The stock has fallen off its peak recently as Wall Street’s enthusiasm has waned amid antitrust probes, U.S.-China trade restrictions, and whispers of customer double-ordering. Rivals haven’t really gained much ground either, as Warren Buffett says, the tide has to go out first before you can realize who’s been swimming naked.
No matter what data you look at, it’s hard to argue that NVDA stock is not a buy at these levels. It is a solidly profitable tech darling growing at triple-digit rates, and the hardware + software stack it has is basically unchallenged in the AI space.

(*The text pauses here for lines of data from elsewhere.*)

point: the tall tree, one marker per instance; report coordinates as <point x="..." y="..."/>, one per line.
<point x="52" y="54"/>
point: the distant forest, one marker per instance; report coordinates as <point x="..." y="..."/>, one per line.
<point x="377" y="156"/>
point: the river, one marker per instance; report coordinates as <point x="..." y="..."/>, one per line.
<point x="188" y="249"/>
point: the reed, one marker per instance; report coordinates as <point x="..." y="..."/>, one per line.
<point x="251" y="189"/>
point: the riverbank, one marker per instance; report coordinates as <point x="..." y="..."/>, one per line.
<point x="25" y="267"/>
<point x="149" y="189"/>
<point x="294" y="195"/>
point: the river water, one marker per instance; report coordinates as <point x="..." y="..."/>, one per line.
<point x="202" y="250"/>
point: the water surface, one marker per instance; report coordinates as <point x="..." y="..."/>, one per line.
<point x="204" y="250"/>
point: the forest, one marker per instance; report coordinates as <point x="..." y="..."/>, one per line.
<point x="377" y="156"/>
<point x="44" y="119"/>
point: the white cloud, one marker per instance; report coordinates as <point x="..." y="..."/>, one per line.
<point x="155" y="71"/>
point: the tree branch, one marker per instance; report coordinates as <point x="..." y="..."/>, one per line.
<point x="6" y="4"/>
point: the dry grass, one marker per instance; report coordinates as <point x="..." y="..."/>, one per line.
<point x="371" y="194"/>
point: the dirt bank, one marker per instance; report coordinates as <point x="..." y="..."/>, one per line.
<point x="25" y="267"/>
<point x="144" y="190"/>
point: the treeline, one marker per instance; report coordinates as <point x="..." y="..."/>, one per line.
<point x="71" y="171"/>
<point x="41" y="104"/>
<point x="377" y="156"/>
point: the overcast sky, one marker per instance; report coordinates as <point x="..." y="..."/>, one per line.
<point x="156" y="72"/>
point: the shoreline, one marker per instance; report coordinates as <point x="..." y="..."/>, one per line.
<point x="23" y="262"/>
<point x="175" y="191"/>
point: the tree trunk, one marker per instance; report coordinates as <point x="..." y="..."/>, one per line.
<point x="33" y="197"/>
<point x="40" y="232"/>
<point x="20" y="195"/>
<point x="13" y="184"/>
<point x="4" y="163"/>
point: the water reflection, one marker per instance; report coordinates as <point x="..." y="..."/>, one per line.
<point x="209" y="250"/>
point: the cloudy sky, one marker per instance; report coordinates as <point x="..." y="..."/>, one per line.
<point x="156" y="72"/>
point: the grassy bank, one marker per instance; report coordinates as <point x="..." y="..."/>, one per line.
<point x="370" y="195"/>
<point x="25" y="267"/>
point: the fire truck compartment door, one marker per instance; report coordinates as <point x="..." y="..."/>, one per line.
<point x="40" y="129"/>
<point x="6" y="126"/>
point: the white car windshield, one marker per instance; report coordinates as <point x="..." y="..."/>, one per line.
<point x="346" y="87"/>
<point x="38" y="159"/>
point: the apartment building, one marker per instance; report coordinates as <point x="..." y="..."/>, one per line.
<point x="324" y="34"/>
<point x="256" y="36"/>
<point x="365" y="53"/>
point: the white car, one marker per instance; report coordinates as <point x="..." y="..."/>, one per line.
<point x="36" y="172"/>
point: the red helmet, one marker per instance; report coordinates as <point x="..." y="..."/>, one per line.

Most of the problems it is facing now are man-made instead of an industry-wide slowdown like bears would have expected. Chip restrictions to China have already caused a $5.5 billion charge and could cause billions in lost revenue down the line. Man-made problems are still problems nonetheless, so you should account for them when buying the stock.
Currently, NVIDIA derives over half of its revenue from abroad. 13.1% is from China directly. That’s plenty of risk, but not enough to completely erode the opportunity here. You’re paying 22 times forward earnings, which is very cheap compared to most other AI stocks. Even if NVIDIA continues its trend of beating estimates by narrower figures, it’s hard to see the stock stay at these levels for too long.
The broader AI industry is still growing, and there are no indications yet that there has been a notable slowdown. Until then, I’d keep my Buy rating on the stock. You may still take some losses this year on NVDA, but the long-term prospects are juicy if you accumulate on the way down.
The consensus price target of $165.7 implies 67.6% upside.